Researchers at Johns Hopkins University have developed a technology called artificial intelligence (AI) training to collect images of mouse brain cells in real time. AI tools, combined with advanced ultra-small microscopes, make it possible to pinpoint exactly where and when cells are activated during movement, learning, and memory. This information may someday help scientists understand how the brain functions and is affected by disease.
On March 22, researchers performed mice experiments in Nature Communications.
When a mouse''s head is withdrawn for imaging, its neurological function might not be true, according toXingde Li, a PhD in biomedical engineering at the Johns Hopkins University School of Medicine. Whenever we see exactly what is happening among individual brain cells and their connections, we must see precisely what happens in the animal, while the animal is freely moving around, eating, and socializing.

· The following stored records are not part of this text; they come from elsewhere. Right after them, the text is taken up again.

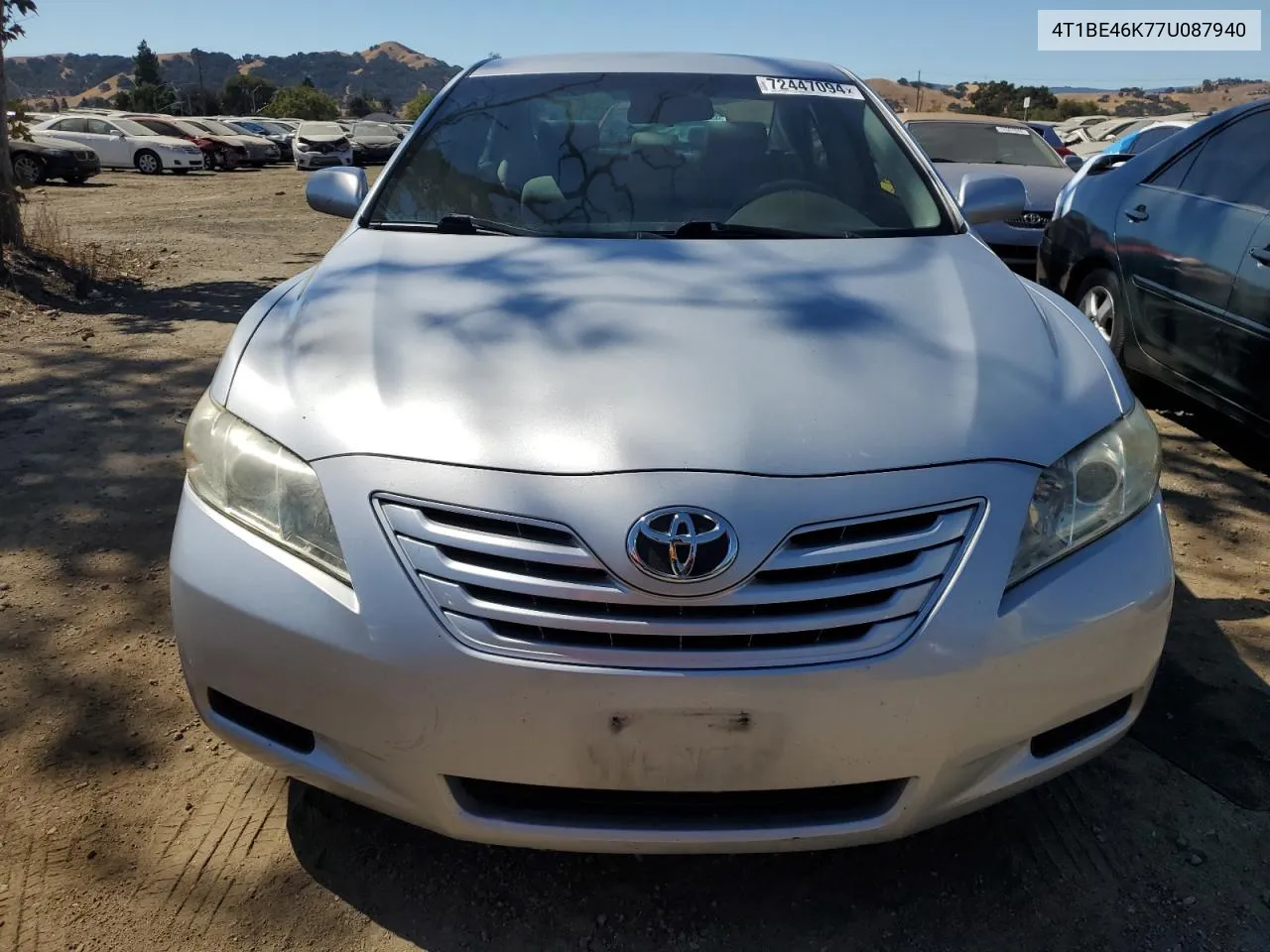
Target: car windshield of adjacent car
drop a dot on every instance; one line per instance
(189, 128)
(132, 128)
(987, 143)
(379, 130)
(648, 154)
(218, 128)
(321, 128)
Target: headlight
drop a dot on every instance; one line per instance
(1101, 484)
(249, 477)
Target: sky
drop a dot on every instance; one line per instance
(947, 41)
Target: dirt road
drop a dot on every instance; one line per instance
(126, 826)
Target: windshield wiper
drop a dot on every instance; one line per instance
(457, 225)
(470, 225)
(698, 229)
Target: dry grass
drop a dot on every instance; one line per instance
(48, 234)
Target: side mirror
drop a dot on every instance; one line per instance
(338, 191)
(984, 197)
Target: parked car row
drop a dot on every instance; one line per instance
(76, 145)
(1166, 248)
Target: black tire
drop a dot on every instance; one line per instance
(28, 169)
(1101, 298)
(148, 163)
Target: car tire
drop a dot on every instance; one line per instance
(28, 169)
(148, 163)
(1100, 298)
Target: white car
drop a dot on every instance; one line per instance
(123, 144)
(318, 145)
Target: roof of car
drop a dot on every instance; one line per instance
(960, 117)
(716, 63)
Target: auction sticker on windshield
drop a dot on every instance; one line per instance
(775, 85)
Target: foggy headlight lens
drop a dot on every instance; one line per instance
(249, 477)
(1101, 484)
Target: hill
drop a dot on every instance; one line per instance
(390, 68)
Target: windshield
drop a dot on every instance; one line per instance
(373, 128)
(134, 128)
(321, 128)
(189, 128)
(951, 141)
(620, 154)
(220, 128)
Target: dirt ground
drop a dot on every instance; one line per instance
(126, 826)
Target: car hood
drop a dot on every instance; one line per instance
(790, 357)
(1042, 182)
(166, 141)
(40, 143)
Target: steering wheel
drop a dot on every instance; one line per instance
(771, 188)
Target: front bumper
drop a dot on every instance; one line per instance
(321, 160)
(1014, 245)
(72, 167)
(393, 712)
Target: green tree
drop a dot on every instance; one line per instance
(10, 218)
(145, 66)
(245, 94)
(1000, 98)
(148, 94)
(413, 109)
(302, 103)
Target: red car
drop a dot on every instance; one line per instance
(217, 153)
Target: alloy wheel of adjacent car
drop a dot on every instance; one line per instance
(1100, 299)
(149, 163)
(28, 171)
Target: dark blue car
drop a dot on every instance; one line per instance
(1167, 252)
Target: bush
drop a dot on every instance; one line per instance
(303, 103)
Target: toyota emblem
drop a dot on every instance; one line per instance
(681, 543)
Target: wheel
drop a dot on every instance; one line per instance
(28, 169)
(148, 163)
(1101, 299)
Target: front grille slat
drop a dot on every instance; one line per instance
(858, 540)
(532, 588)
(562, 613)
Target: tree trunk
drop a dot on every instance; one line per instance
(10, 218)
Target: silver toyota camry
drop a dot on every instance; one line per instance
(659, 462)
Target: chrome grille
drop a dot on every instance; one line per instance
(529, 588)
(1030, 220)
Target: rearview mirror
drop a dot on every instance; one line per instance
(984, 197)
(338, 191)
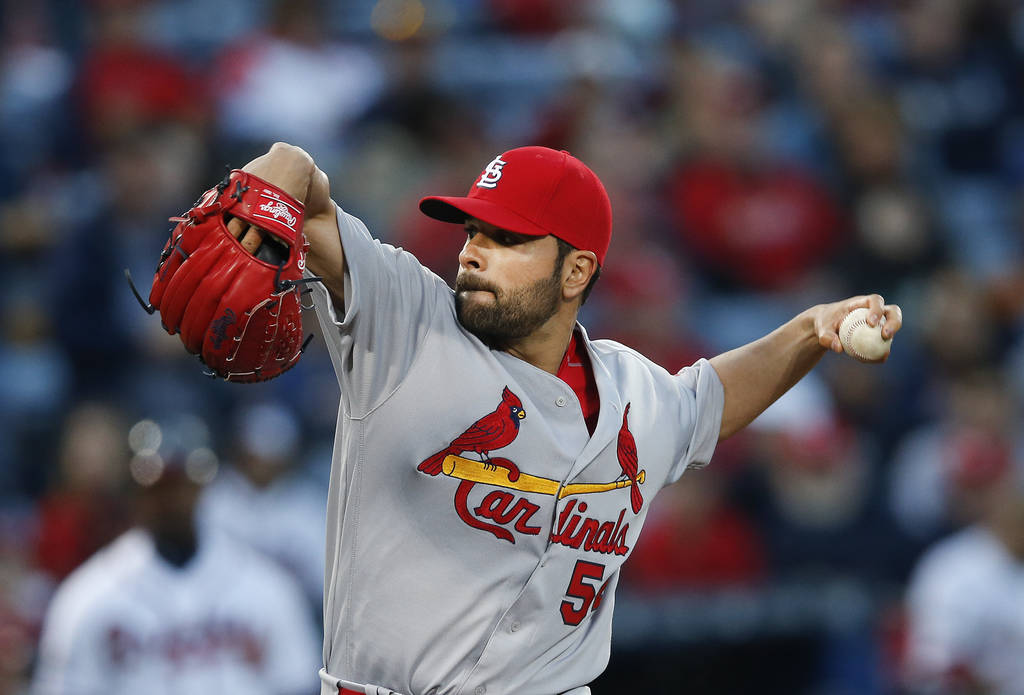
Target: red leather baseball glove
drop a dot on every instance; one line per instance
(236, 302)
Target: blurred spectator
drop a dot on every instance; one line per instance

To obtain this enormously detailed data, a Lis team developed ultra-small microscopes that mice can wear on the top of their head. These microscopes are measured in a couple of millimeter in diameter, which make them susceptible to motion disturbances. These microscopes, according to scientists, would require more than 20 frames per second to prevent motion disturbances.
Li says there are two ways to increase frame rate. You may increase the scanning speed, and you may lower the number of points scanned.
Lis engineering team quickly discovered they had reached six frames per second, which maintained excellent image quality, but was far below the required rate. So, the team decided to merge through the second technique to reduce the number of points scanned. This technique would however cause the microscope to capture less-resolution data.
When it is impossible or tedious to create a computer program for a task, such as reliably recognizing a cluster of features as a human face, computer scientists prefer to be able to program themselves by processing large quantities of data.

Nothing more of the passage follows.